Ausbau der Stromnetze wegen erneuerbarer Energien

Damit die Windenergie zum Verbraucher gelangen kann, muss das bestehende Stromnetz erheblich ausgebaut werden, sonst sind die ehrgeizigen energiepolitischen Ziele nicht zu erreichen, sagen Wissenschaftler der Universität Rostock. „Es muss möglichst sofort mit dem Ausbau der Übertragungsnetze, mit denen der Strom aus dem Norden in die südlichen Industriezentren und in die bevölkerungsreichen Regionen Deutschlands geleitet werden kann, begonnen werden“, erklärt Christian Ziems, Doktorand bei Prof. Dr. Harald Weber, Lehrstuhl für Elektrische Energieversorgung der Universität Rostock, der zu dem Thema seit Jahren forscht. Über den Verlauf der dazu erforderlichen Trassen gibt bereits die DENA-I-Studie Auskunft. „Wenn der Netzausbau in den nächsten fünf Jahren nicht voranschreitet und den bereits entstandenen Rückstand aufholt, dann können die Ziele der Bundesregierung nicht erfüllt werden“, prophezeit Ziems.

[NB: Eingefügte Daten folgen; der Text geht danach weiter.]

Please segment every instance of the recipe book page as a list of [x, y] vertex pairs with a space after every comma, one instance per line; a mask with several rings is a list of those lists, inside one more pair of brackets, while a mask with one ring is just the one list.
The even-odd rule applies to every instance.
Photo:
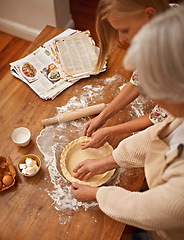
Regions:
[[56, 41], [58, 57], [65, 73], [94, 72], [98, 55], [90, 37], [78, 33]]

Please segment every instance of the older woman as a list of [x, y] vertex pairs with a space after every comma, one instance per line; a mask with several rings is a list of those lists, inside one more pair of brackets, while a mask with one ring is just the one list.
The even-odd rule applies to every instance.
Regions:
[[170, 116], [123, 140], [108, 157], [74, 169], [76, 177], [88, 179], [113, 168], [144, 167], [149, 189], [139, 193], [73, 183], [71, 190], [79, 201], [96, 199], [117, 221], [151, 231], [153, 239], [184, 236], [183, 26], [184, 6], [168, 10], [136, 35], [125, 57], [125, 65], [139, 72], [141, 91]]

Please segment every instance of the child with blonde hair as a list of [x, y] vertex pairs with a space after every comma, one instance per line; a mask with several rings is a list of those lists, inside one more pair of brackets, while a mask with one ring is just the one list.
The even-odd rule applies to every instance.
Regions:
[[[145, 24], [169, 8], [168, 0], [100, 0], [96, 18], [100, 47], [97, 69], [101, 69], [106, 58], [119, 43], [130, 43]], [[82, 149], [100, 147], [112, 135], [143, 130], [168, 116], [167, 111], [157, 105], [150, 114], [123, 124], [99, 129], [110, 117], [139, 96], [138, 82], [139, 76], [137, 71], [134, 71], [130, 82], [115, 99], [96, 118], [85, 124], [83, 135], [91, 136], [92, 139], [89, 143], [84, 143]]]

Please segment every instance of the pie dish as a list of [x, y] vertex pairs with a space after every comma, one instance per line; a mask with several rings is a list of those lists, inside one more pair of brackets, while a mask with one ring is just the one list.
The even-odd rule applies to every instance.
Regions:
[[81, 143], [89, 141], [90, 138], [88, 137], [80, 137], [65, 147], [61, 154], [61, 170], [64, 177], [70, 182], [78, 182], [81, 184], [97, 187], [106, 183], [113, 176], [115, 169], [104, 174], [93, 176], [87, 181], [75, 178], [73, 169], [78, 163], [86, 159], [99, 159], [110, 155], [113, 151], [113, 148], [109, 143], [106, 142], [102, 147], [98, 149], [87, 148], [85, 150], [81, 150]]

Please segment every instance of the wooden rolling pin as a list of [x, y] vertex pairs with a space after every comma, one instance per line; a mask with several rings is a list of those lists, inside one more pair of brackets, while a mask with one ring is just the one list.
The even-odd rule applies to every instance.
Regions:
[[82, 117], [87, 117], [100, 113], [106, 107], [105, 103], [100, 103], [94, 106], [90, 106], [83, 109], [78, 109], [72, 112], [66, 112], [61, 115], [55, 116], [53, 118], [42, 119], [41, 123], [43, 126], [47, 126], [54, 123], [68, 122], [71, 120], [76, 120]]

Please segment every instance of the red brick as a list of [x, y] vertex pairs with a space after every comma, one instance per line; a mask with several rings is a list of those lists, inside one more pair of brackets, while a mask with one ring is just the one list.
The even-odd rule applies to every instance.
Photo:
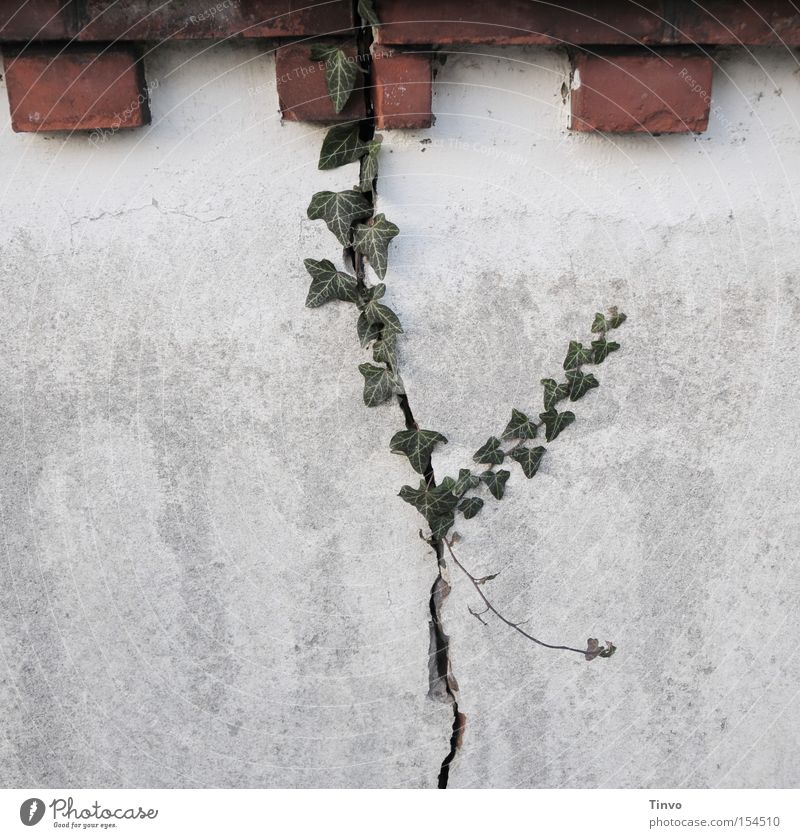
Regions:
[[150, 121], [144, 72], [131, 47], [35, 47], [5, 59], [15, 131], [135, 128]]
[[431, 127], [433, 71], [429, 55], [376, 47], [372, 83], [376, 128]]
[[704, 56], [578, 55], [572, 130], [652, 134], [705, 131], [713, 62]]
[[792, 0], [381, 0], [379, 8], [383, 44], [800, 46]]
[[351, 0], [84, 0], [81, 40], [296, 38], [353, 27]]
[[[356, 48], [343, 46], [355, 60]], [[325, 82], [325, 62], [311, 58], [311, 44], [280, 47], [275, 54], [275, 75], [278, 80], [278, 101], [283, 118], [291, 122], [346, 122], [366, 115], [363, 76], [358, 74], [357, 87], [344, 110], [334, 113]]]

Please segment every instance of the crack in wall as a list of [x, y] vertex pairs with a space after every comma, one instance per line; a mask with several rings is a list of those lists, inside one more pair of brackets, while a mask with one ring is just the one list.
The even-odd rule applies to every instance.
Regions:
[[[372, 140], [375, 136], [375, 108], [372, 97], [372, 28], [361, 19], [358, 11], [358, 2], [354, 0], [354, 15], [359, 21], [358, 32], [358, 62], [365, 73], [367, 83], [364, 85], [364, 101], [366, 118], [360, 124], [360, 135], [363, 141]], [[373, 191], [373, 209], [376, 208], [377, 191]], [[350, 256], [356, 272], [359, 284], [364, 282], [363, 258], [355, 251], [350, 251]], [[397, 403], [403, 412], [403, 419], [407, 430], [419, 430], [419, 425], [414, 419], [414, 412], [406, 393], [398, 394]], [[428, 486], [436, 485], [436, 475], [433, 471], [431, 458], [425, 464], [423, 477]], [[464, 736], [467, 717], [458, 708], [458, 682], [453, 675], [452, 661], [450, 659], [450, 637], [444, 630], [442, 620], [442, 608], [445, 599], [450, 594], [450, 580], [447, 562], [444, 558], [444, 545], [441, 538], [431, 537], [424, 539], [434, 550], [436, 556], [436, 578], [431, 586], [431, 595], [428, 601], [430, 611], [430, 643], [428, 647], [428, 698], [444, 704], [450, 704], [453, 709], [453, 726], [449, 739], [449, 749], [442, 760], [437, 776], [437, 787], [446, 789], [450, 779], [450, 768], [456, 757], [458, 749]]]

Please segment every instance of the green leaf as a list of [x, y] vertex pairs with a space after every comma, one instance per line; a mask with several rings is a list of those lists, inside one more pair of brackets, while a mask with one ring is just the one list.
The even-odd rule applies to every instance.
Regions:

Die deutschen Übertragungsnetzbetreiber wie 50Hertz Transmission GmbH haben das Problem erkannt. „Es gibt aber massiven Widerstand in der Bevölkerung gegen den Freileitungsbau“, sagt Ziems. Und dass, obwohl die alternative unterirdische Kabeltechnologie um etwa das Zehnfache teurer wäre. „Da ist noch viel Überzeugungsarbeit zu leisten.“

Die Bundesregierung will bis Ende September 2010 die Eckpunkte der deutschen Energiepolitik in einem Konzept vorlegen. Derzeit ist das Energieversorgungsnetz in Deutschland so konzipiert, dass man verbrauchernah in großen Kraftwerken Strom erzeugt. In Zukunft muss aber beispielsweise durch verbraucherferne Offshore-Windparks auf dem Meer über große Entfernungen die Energie zum Verbraucher geführt werden. „Solange es keine zusätzlichen Großspeichertechnologien gibt und die Einspeiseleistung der regenerativen Erzeugungsanlagen niedriger ist als der aktuelle Verbrauch, muss es zur Ausregelung der Windenergie konventionelle Kraftwerkstechnik als Übergangstechnologie ins regenerative Energiezeitalter geben“, sagt Ziems. Denn die Menschen und die Wirtschaft mit ihren Verbrauchsgewohnheiten sind das Maß aller Dinge für die Strombereitstellung und nicht der willkürlich einspeisende Wind.

Das Institut für Elektrische Energietechnik an der Universität Rostock unter Leitung von Prof. Dr.-Ing. Harald Weber geht davon aus, dass bis zum Jahr 2020 in Deutschland die Einspeisung von Windenergie an Land bis zu 37 Gigawatt und durch Offshoreanlagen auf See bis zu 14 Gigawatt betragen wird. Hierbei wird Mecklenburg-Vorpommern mit etwa 2,8 Gigawatt onshore und etwa 3,0 Gigawatt offshore zur Windeinspeisung beitragen. „In Mecklenburg-Vorpommern wird bei guten Windlagen mehr Energie erzeugt, als verbraucht wird“, sagt Weber. Da der Verbrauch in Mecklenburg-Vorpommern heute zwischen 400 und 1100 Megawatt schwankt und die Verbrauchszuwächse eher gering eingeschätzt werden, wird sich das Bundesland an windreichen Tagen zum Energie-Exporteur entwickeln. Mit den derzeit bestehenden Übertragungskapazitäten können die hohen Einspeisungen aus regenerativer Energie aber nicht abtransportiert werden. Für den Fall, dass das Netz nicht ausreiche, müssten dann Windkraftanlagen abgeschaltet werden. „Das wäre unter Umweltgesichtspunkten paradox“, so Prof. Weber, „denn jede Megawattstunde Windenergie - die einem 100-Liter-Tank Benzin entspricht - wird völlig CO2-frei erzeugt“.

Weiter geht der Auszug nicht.